In un articolo pubblicato il 5 luglio sul Guardian (Any new Marshall plan will founder in the minds of Europe's hesitant leaders) si ricorda l’importanza che ha avuto il Piano Marshall nella ricostruzione dell’Europa: “Roughly $13bn was paid out in the European Recovery Program (the Marshall plan's official name) and this proved indispensable in laying the foundations for the "miracle" of sustained economic growth in the decade that followed. This $13bn amounted to some 5% of America's national income in 1948. (The equivalent sum for the EU today would be in excess of $800bn)”.
Ma soprattutto, al di là dei numeri, si sottolinea il forte impatto psicologico (e politico, bisogna aggiungere) che ebbe il lancio di questo piano per rilanciare non solo le economie, ma anche le società e il progetto di unificazione europea.

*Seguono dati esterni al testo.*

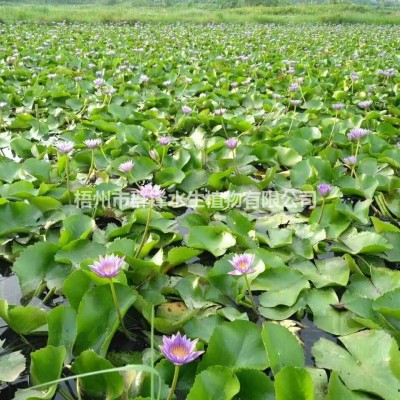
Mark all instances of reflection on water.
[299,314,337,367]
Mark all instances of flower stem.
[317,198,325,224]
[85,150,94,185]
[167,365,179,400]
[160,146,167,165]
[110,279,133,340]
[135,202,153,258]
[65,156,72,205]
[243,274,257,313]
[150,305,154,400]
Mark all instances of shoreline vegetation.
[0,2,400,25]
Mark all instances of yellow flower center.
[238,261,247,271]
[170,346,188,358]
[103,264,114,274]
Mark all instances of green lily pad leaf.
[108,103,129,121]
[265,228,293,249]
[14,346,65,400]
[75,283,136,356]
[275,365,315,400]
[235,369,275,400]
[132,157,158,182]
[0,160,21,183]
[306,368,328,400]
[0,299,47,335]
[13,242,65,296]
[0,202,42,236]
[63,269,92,310]
[259,268,310,307]
[326,371,372,400]
[72,350,124,399]
[46,306,77,364]
[167,247,202,266]
[28,196,62,213]
[372,289,400,329]
[186,365,240,400]
[183,315,225,343]
[261,322,305,375]
[155,167,185,187]
[55,239,106,265]
[60,214,96,246]
[208,167,235,190]
[177,169,209,193]
[187,226,236,257]
[258,293,307,321]
[312,330,400,400]
[226,210,257,249]
[336,199,372,225]
[199,320,269,371]
[307,289,364,335]
[336,175,379,199]
[332,231,392,254]
[291,257,350,289]
[24,158,51,182]
[275,146,302,167]
[4,181,39,199]
[0,351,26,382]
[309,204,351,238]
[30,346,65,385]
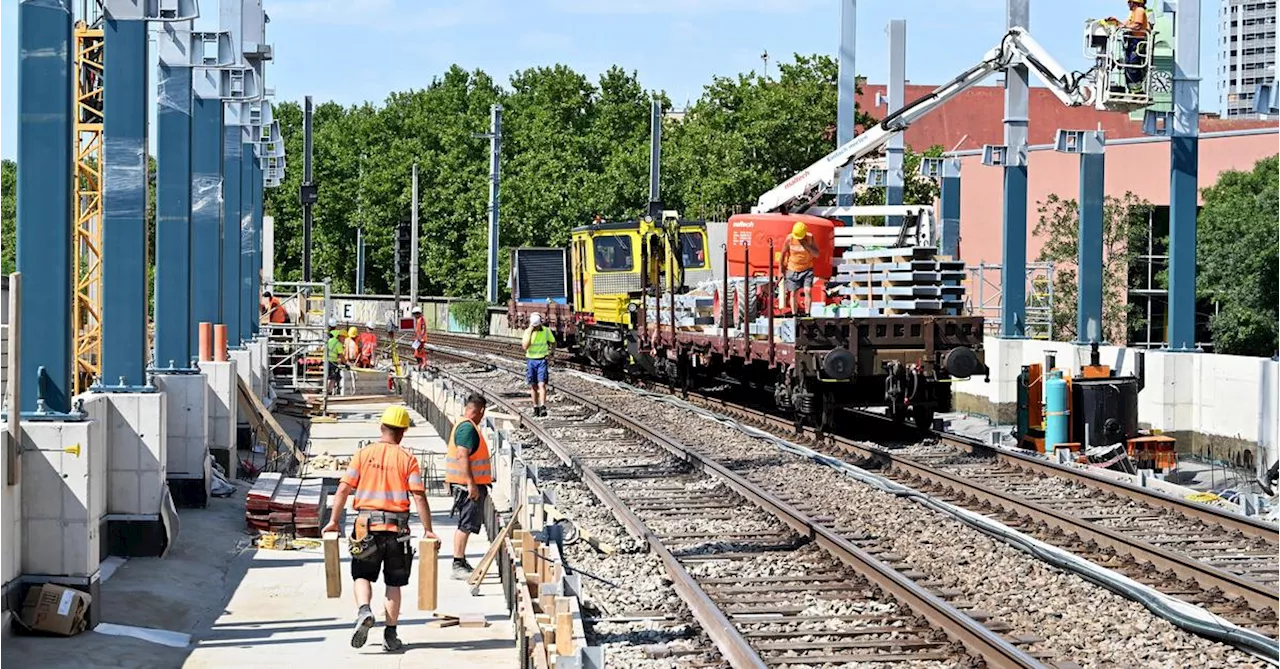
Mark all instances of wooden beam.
[320,532,342,599]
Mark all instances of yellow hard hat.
[383,405,408,430]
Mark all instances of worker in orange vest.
[444,394,493,581]
[782,221,818,316]
[357,321,378,370]
[412,307,426,371]
[323,405,436,651]
[1124,0,1151,93]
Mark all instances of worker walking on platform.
[324,405,436,651]
[412,307,426,371]
[356,321,378,370]
[1124,0,1151,93]
[520,313,556,418]
[771,221,818,316]
[444,394,493,581]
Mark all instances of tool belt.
[347,510,408,562]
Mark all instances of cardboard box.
[20,583,92,637]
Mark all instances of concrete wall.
[954,338,1280,471]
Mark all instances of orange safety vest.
[342,441,425,532]
[787,235,813,271]
[444,418,493,486]
[266,297,289,324]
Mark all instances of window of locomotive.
[680,230,707,270]
[591,234,635,271]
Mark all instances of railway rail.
[432,370,1049,668]
[417,335,1280,638]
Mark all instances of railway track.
[422,335,1280,638]
[432,370,1049,668]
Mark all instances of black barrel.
[1071,377,1139,446]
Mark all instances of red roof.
[858,83,1280,151]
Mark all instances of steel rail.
[424,342,1280,619]
[438,370,767,669]
[424,353,1043,668]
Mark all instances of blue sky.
[0,0,1219,157]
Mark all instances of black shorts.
[351,532,413,587]
[453,484,489,535]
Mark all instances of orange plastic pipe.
[214,324,227,362]
[200,322,214,362]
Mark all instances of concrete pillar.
[200,361,239,478]
[156,373,211,507]
[155,63,196,370]
[188,96,223,358]
[17,0,74,413]
[101,14,148,389]
[884,19,915,228]
[1075,130,1106,344]
[940,159,960,260]
[1169,0,1198,350]
[1000,0,1030,338]
[836,0,858,220]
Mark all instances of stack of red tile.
[270,476,302,535]
[244,472,283,532]
[293,478,325,539]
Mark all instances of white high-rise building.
[1217,0,1280,118]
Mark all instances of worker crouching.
[444,394,493,581]
[324,407,436,651]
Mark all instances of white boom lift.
[751,20,1152,216]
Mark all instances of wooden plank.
[320,532,342,599]
[417,539,440,611]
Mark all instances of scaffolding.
[72,19,102,394]
[965,262,1053,340]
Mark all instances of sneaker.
[351,608,374,649]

Oggi da un lato i paesi europei avrebbero bisogno di un nuovo Piano Marshall per risollevare le rispettive economie ed affrontare le sfide globali di fronte alle quali si trovano; d’altro lato dovrebbero essi stessi farsi promotori, attraverso l’Unione europea, di un nuovo Piano Marshall nei confronti di aree vicine, come il Nord Africa, che rischiano di implodere. Il problema è che gli europei non possono più contare sull’aiuto incondizionato degli USA, a loro volta alle prese con le conseguenze della crisi finanziaria e con un indebolimento della leadership a livello internazionale. Né possono sperare, come sembra fare il Guardian, nella visione e volontà politica del Presidente della Commissione europea contrapposta a quella di altri leader nazionali europei. Dovrebbero trovare la volontà ed il coraggio di rilanciare il progetto di unificazione politica dell’Europa ed un vero piano di sviluppo e crescita. Come scrive l’autore dell’articolo sul Guardian “The clock is ticking: in September the next package of aid for Greece will have to be announced. It will be a decisive moment and the outcome will be critical for Greece, and for the union too”.